Michael Poffenberger, executive director of the Washington-based nongovernmental group Resolve Uganda, has argued for a more traditional form of justice. It would involve Kony and his men admitting responsibility for past crimes, asking for forgiveness and agreeing to pay some form of compensation to victims or their survivors. Kony's supporters among the ethnic Acholi tribe have said he wants to be exiled in a third country that is not a signatory to the accord creating the International Criminal Court.

Richard Dicker, director of the Human Rights Watch international justice program, said the ultimate "arbiters and deciders" have to be the International Criminal Court judges. If Ugandan courts are to be considered an alternative to the international court, Dicker said, new laws would have to be enacted covering crimes against humanity. He insisted Kony face a trial. Louise Arbour, the U.N. high commissioner for human rights, has said it is wrong to believe the international court indictments are an impediment to peace. "Criminal justice is an instrument of peace, a crime is a breach of peace. One needs to stand by it. We have to use it consistently with its own logic with no political imperatives. You just move," she said during a visit here last month.

Activists such as Africa specialist John Prendergast are advocating the appointment of a U.S. special envoy for the Uganda crisis, especially if the U.N. Security Council decides to step in.

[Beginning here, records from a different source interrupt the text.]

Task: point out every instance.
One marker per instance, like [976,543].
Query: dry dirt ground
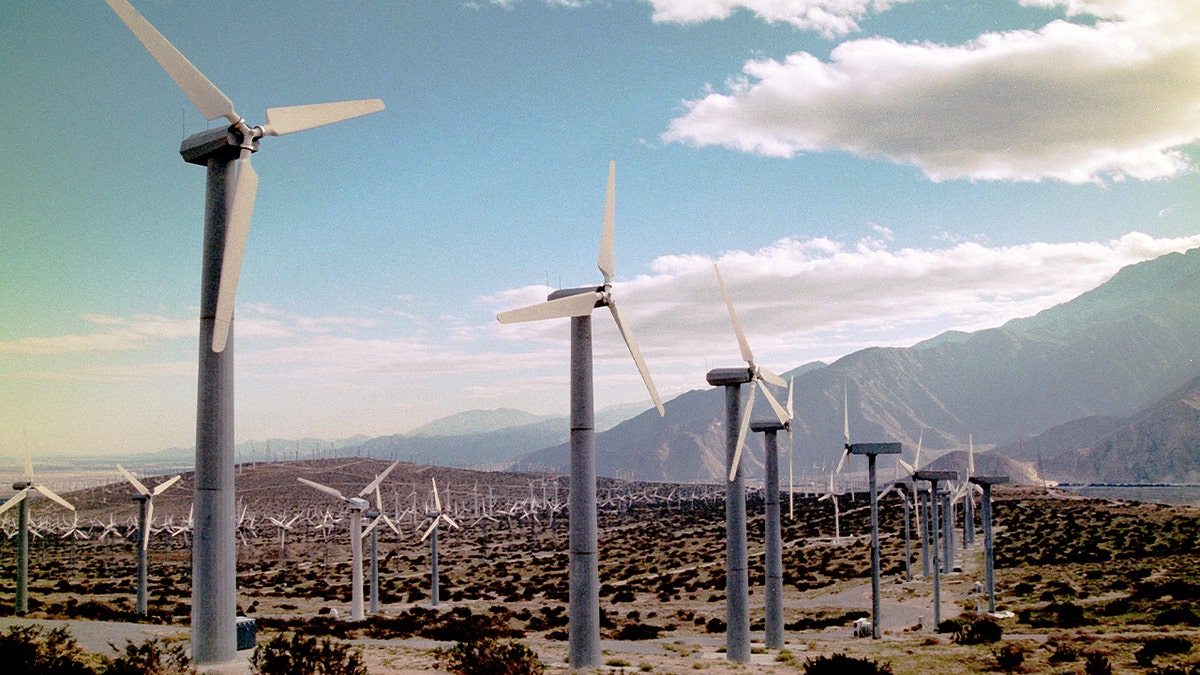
[1079,575]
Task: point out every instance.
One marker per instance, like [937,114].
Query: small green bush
[1157,646]
[1096,663]
[28,649]
[490,657]
[301,655]
[1009,657]
[150,658]
[843,664]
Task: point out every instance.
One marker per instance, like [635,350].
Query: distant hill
[1158,444]
[1105,353]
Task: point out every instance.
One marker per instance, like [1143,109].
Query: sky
[865,173]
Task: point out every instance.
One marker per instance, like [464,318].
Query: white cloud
[829,17]
[1073,101]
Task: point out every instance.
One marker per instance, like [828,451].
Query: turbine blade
[370,527]
[747,354]
[53,496]
[15,500]
[970,455]
[916,461]
[204,95]
[742,435]
[774,402]
[371,487]
[137,484]
[607,260]
[237,233]
[637,357]
[300,118]
[325,489]
[145,526]
[430,531]
[772,377]
[562,308]
[162,487]
[28,458]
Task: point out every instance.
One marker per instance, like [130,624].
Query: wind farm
[414,463]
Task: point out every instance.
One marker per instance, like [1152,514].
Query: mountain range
[1113,351]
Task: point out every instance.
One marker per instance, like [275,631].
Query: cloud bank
[1109,99]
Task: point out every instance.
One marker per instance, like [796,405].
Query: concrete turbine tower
[145,517]
[583,593]
[21,500]
[229,204]
[737,423]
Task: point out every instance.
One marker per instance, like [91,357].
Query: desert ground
[1078,575]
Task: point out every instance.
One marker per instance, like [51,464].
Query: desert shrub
[1009,656]
[1065,653]
[1193,669]
[1096,663]
[975,629]
[303,655]
[1158,646]
[28,649]
[1177,615]
[843,664]
[150,658]
[490,657]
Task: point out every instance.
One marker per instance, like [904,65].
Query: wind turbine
[229,204]
[737,581]
[583,593]
[837,514]
[438,517]
[145,515]
[357,505]
[21,500]
[774,543]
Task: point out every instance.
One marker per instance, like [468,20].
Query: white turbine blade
[137,484]
[370,527]
[607,260]
[628,335]
[774,402]
[28,458]
[772,377]
[747,354]
[299,118]
[742,435]
[162,487]
[145,525]
[237,233]
[53,496]
[430,531]
[325,489]
[970,455]
[845,417]
[204,95]
[15,500]
[371,487]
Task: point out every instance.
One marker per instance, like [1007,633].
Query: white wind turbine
[357,505]
[737,581]
[145,517]
[438,517]
[228,208]
[583,603]
[21,500]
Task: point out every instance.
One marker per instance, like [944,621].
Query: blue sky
[865,173]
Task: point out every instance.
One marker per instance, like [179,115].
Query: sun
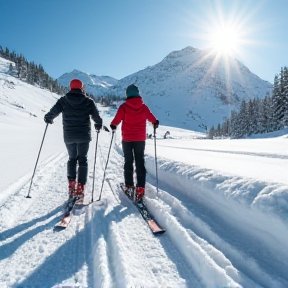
[225,40]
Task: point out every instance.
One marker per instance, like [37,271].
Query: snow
[223,203]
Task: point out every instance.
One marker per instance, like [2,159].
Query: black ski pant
[134,150]
[77,155]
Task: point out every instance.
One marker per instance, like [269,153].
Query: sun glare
[225,40]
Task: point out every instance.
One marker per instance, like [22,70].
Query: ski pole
[113,132]
[156,161]
[28,195]
[94,164]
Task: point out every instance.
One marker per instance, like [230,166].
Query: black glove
[113,127]
[156,124]
[48,120]
[98,126]
[106,129]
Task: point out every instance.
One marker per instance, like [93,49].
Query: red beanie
[76,84]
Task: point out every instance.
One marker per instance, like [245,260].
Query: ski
[72,204]
[153,225]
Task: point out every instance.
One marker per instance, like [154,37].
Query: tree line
[30,72]
[258,115]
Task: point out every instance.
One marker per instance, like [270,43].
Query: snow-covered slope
[95,85]
[223,204]
[192,89]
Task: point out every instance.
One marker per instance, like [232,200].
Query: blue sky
[120,37]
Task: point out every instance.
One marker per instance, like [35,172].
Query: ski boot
[129,191]
[79,193]
[140,191]
[71,188]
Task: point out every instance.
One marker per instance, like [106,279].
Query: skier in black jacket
[76,110]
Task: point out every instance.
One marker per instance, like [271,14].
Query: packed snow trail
[208,241]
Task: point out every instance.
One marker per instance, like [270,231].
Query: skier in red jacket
[134,113]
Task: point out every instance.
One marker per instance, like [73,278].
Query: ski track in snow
[99,246]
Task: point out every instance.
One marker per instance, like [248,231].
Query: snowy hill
[95,85]
[223,203]
[191,89]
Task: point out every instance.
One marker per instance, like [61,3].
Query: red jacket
[134,114]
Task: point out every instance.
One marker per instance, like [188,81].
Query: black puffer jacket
[76,110]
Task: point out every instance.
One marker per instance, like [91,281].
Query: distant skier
[133,113]
[76,110]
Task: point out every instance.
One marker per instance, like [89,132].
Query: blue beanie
[132,90]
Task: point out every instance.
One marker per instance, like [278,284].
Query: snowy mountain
[95,85]
[192,89]
[223,203]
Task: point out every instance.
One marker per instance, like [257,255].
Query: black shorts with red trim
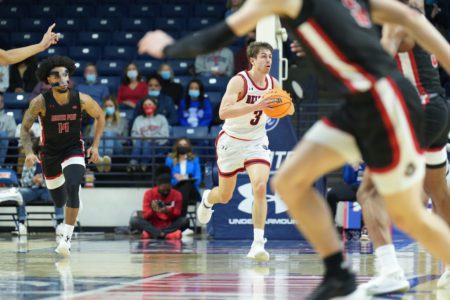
[52,164]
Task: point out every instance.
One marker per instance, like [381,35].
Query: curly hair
[52,62]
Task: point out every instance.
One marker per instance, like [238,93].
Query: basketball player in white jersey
[243,143]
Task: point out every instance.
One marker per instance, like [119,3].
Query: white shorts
[234,155]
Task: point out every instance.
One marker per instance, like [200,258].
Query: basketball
[282,105]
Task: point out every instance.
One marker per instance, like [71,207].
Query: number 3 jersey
[61,125]
[250,126]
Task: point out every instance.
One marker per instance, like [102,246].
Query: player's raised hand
[93,155]
[154,42]
[30,160]
[50,37]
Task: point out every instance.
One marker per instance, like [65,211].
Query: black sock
[335,266]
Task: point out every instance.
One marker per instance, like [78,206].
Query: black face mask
[164,193]
[183,150]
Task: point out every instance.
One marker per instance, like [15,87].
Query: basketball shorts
[53,165]
[234,155]
[383,127]
[437,127]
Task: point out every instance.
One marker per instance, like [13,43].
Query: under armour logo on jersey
[410,169]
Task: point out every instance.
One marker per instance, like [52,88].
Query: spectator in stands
[132,88]
[22,76]
[41,87]
[185,170]
[232,6]
[148,125]
[170,87]
[33,189]
[115,127]
[195,109]
[241,61]
[4,78]
[161,216]
[218,63]
[91,87]
[165,104]
[7,130]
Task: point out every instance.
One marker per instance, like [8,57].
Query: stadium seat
[119,52]
[137,24]
[112,10]
[34,24]
[78,11]
[89,53]
[171,24]
[8,24]
[67,38]
[16,100]
[13,11]
[102,24]
[209,10]
[181,66]
[54,50]
[127,38]
[110,67]
[25,38]
[70,24]
[94,38]
[198,23]
[144,10]
[148,66]
[175,10]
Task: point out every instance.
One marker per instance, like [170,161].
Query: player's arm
[94,110]
[158,44]
[17,55]
[276,84]
[230,107]
[416,25]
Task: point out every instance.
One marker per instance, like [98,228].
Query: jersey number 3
[63,127]
[255,120]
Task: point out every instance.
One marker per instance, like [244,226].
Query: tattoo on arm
[36,107]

Prendergast said he feared Kony could still cause instability in as many as three African countries -- Sudan, Uganda and Congo. "We have a very significant investment in south Sudan, both diplomatically and in terms of assistance, that is at grave risk," Prendergast warned. Prendergast said he believes a plan to arrest Kony should be in place even if he gets asylum. "If you send him away, it is not pure justice, but it is a solution for now. If he misbehaves, we should go after him."

Jimmie Briggs, the author of "Innocents Lost: When Child Soldiers Go to War," said he was torn about the issue. "To me as a Westerner, Kony should be legally accountable for the destruction and killing he caused. But it is for the Ugandans and the Acholi to see how to reconcile equal judgment or have him exiled. I don't believe justice has to be compromised, but it has to be defined by the Acholi. Ultimately, it is up to them."

Kony has 200 children with several dozen wives, some of them taken as sex slaves. Despite his eccentric behavior -- including visions, trances in which he has been described as speaking in tongues, and his predatory form of violence -- he does have lapses of lucidity and rational thinking, those who have spoken to him have said. When Ugandan mediator and peace envoy Betty Bigombe sought to persuade him to come out of the bush and join a peace process, he responded: "But look at what I have done. My fate will surely be death, prison, or maybe exile." Poffenberger said Kony is very "victim-focused" and anxious not to be handed over to an international tribunal, like Charles Taylor, the former Liberian president now facing war crimes charges in The Hague. Poffenberger also said Kony watched a video of the execution of ousted Iraqi president Saddam Hussein earlier this year, after the mayor of Gulu brought him the cassette at his request to observe Hussein's final moments.